As far as ships he designed it would be easier to list the ones he didn't he was the staff Naval Architect for USSC for a long time.
A funny story, I was going through some of the 90ish Maheno plans the other day and found some preliminary GA plans with a stamp" issued to H Dunn on 8 May 1967 for model making" signed W Waters, that was for his builders model. I showed him this as the model is still in Otago, I have photos of it along with the Kiamiro model he did.


----------



## Ahmed N (Mar 10, 2019)

Thank you Richard for this information. Funny story indeed. I certainly hope to be able to use these plans that you mentioned. My currently needed plans are the Line Plans, basic Framework plans and Interior plans.

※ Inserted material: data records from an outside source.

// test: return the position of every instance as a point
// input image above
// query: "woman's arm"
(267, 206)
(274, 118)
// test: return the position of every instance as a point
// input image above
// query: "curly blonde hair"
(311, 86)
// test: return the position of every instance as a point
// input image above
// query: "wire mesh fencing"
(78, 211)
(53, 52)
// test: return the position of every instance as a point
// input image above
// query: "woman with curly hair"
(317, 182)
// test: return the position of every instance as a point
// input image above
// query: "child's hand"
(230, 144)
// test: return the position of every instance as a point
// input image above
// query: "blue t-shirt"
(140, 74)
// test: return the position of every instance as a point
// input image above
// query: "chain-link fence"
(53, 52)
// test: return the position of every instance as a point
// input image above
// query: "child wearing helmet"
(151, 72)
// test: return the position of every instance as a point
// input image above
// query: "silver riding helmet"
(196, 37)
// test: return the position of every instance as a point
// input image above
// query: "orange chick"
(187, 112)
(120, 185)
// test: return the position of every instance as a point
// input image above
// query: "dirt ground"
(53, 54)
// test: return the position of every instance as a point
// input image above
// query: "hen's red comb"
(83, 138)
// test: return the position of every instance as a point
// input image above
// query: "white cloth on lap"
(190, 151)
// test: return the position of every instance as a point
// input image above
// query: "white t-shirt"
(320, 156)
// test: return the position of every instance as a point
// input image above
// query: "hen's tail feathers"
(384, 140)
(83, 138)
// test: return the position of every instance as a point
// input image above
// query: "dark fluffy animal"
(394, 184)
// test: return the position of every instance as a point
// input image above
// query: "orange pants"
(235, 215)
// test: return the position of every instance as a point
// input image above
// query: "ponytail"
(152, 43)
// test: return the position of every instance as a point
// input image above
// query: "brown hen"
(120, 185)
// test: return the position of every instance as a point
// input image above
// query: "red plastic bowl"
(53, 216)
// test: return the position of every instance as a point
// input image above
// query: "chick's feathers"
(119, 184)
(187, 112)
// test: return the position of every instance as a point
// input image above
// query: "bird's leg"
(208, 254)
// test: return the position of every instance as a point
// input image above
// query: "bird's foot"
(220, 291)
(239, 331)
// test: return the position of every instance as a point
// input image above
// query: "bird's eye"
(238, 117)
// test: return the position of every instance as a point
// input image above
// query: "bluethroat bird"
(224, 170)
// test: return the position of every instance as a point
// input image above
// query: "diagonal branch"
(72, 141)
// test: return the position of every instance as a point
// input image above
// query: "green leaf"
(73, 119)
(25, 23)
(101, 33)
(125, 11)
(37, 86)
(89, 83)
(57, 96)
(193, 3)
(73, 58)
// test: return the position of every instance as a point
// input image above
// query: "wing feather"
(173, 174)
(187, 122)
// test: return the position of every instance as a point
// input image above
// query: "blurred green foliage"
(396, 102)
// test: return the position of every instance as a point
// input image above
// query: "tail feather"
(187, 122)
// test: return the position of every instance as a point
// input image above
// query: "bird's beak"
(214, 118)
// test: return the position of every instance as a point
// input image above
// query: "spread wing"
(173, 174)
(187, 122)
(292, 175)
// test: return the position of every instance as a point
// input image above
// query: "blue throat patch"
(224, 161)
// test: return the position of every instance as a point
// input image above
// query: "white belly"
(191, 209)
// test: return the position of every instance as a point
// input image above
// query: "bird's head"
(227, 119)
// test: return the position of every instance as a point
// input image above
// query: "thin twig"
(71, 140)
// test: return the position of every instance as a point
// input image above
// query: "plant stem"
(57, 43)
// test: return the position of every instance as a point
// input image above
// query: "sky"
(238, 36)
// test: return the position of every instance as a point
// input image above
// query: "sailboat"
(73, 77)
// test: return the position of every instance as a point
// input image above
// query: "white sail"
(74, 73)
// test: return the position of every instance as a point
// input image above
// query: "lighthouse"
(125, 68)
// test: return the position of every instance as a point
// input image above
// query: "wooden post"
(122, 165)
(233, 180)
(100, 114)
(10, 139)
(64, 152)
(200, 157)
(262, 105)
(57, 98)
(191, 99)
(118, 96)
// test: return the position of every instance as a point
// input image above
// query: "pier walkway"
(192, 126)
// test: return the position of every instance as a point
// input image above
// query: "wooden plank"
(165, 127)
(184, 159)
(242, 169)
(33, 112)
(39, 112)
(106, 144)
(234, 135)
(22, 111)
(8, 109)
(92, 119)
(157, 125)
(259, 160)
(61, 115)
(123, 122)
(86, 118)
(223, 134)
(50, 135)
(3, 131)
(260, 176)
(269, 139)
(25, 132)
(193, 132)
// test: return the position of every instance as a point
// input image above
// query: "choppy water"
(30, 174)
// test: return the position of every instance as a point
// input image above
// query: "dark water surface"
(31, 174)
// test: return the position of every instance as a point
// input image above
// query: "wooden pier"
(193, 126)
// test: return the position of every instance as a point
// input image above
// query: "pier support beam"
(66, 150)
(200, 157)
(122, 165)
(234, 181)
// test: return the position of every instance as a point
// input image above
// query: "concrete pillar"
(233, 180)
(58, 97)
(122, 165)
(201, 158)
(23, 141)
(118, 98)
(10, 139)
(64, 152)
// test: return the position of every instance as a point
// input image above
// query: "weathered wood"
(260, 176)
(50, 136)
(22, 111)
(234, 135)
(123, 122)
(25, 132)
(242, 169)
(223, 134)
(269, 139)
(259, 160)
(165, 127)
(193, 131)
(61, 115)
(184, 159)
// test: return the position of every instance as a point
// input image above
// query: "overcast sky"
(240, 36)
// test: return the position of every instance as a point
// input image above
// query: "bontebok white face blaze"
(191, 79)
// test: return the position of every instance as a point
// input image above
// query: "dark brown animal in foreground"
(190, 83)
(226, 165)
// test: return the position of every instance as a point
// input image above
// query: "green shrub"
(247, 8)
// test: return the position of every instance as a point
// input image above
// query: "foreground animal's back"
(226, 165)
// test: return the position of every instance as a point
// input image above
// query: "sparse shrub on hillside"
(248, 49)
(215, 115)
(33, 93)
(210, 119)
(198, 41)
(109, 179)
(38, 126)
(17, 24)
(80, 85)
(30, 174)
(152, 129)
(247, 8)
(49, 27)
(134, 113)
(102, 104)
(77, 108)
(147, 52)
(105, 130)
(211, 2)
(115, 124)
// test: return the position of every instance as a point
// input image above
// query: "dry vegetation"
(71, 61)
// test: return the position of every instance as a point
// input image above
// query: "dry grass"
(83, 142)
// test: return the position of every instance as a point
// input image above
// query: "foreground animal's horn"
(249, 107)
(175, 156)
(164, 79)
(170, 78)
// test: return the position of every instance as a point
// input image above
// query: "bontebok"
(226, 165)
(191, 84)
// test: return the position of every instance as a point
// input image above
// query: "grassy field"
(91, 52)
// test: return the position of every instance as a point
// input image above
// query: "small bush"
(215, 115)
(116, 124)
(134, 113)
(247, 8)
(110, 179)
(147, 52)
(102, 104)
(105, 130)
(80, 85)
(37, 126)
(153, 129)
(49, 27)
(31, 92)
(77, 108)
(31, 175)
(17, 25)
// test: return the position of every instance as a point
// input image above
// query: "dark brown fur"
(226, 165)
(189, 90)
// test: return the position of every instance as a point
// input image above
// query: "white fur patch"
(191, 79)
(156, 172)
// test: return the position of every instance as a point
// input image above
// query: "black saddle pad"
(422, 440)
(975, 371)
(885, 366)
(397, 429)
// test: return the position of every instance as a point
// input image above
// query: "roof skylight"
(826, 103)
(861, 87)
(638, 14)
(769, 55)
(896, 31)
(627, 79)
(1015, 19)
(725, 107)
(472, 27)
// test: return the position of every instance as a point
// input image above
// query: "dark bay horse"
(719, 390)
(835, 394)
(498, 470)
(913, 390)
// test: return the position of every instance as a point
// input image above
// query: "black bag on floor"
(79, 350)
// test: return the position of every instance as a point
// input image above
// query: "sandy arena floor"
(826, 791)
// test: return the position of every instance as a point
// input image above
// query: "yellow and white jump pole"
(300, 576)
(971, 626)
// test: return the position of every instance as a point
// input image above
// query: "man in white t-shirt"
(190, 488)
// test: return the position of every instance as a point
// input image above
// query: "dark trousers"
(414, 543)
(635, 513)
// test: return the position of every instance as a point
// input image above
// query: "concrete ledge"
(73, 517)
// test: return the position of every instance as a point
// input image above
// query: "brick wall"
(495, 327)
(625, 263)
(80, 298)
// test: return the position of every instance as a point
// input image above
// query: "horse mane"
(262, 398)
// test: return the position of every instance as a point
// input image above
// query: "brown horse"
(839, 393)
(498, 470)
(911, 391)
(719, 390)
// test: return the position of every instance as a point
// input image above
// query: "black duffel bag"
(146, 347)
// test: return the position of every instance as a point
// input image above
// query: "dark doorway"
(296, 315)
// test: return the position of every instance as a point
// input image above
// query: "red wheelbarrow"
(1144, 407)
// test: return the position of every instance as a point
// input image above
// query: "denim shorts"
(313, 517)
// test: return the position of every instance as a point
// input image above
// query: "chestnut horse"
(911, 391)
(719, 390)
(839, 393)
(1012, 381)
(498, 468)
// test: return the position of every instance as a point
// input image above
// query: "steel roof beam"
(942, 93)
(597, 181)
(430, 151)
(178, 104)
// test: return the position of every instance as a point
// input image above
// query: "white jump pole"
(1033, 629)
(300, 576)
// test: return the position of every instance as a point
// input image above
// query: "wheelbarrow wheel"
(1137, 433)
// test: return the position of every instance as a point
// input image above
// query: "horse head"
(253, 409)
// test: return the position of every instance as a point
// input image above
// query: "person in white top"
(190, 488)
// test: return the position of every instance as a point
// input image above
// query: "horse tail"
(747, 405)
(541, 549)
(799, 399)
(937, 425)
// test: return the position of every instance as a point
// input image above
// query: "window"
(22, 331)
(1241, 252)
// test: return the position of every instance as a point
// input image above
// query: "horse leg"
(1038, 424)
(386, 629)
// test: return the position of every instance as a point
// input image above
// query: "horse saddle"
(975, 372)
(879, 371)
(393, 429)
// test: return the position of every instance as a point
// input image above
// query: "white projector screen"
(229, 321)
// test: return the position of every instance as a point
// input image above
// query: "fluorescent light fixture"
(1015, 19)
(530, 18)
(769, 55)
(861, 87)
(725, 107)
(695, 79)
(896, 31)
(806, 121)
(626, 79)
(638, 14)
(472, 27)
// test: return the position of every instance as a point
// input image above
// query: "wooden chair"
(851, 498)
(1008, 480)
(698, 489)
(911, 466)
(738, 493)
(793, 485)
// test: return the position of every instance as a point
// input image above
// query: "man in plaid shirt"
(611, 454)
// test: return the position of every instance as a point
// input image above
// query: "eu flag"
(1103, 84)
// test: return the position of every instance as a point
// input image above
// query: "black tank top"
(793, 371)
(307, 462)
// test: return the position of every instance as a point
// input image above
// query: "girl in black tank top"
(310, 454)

But I live in Canada so can all of these plans be ordered online ? I also think the Empress Of Austrailia may be designed by Mr Waters. Also was he responsible for the design of the Wahine's bridge? (most beautiful part of the ship)

Ahmed


----------



## Ahmed N (Mar 10, 2019)

Hello again Mr Dunn
How are you ?
I began working on the model of the Wahine
Trying to make the most out of the plans I have
From looking at the plans, it seems that most of the superstructure ie, bridge, funnel and cabin structure and windows line up with the shell framing of the ship. I have been crunching the numbers to try and figure out the spacing between the shell frames but it turns out that the shell framing towards the stern have a reduced spacing in between them than the rest of the frames which makes it difficult to figure out.
I also have my suspicions that decks a,b,c and the captains deck camber

Sincerely, Ahmed


----------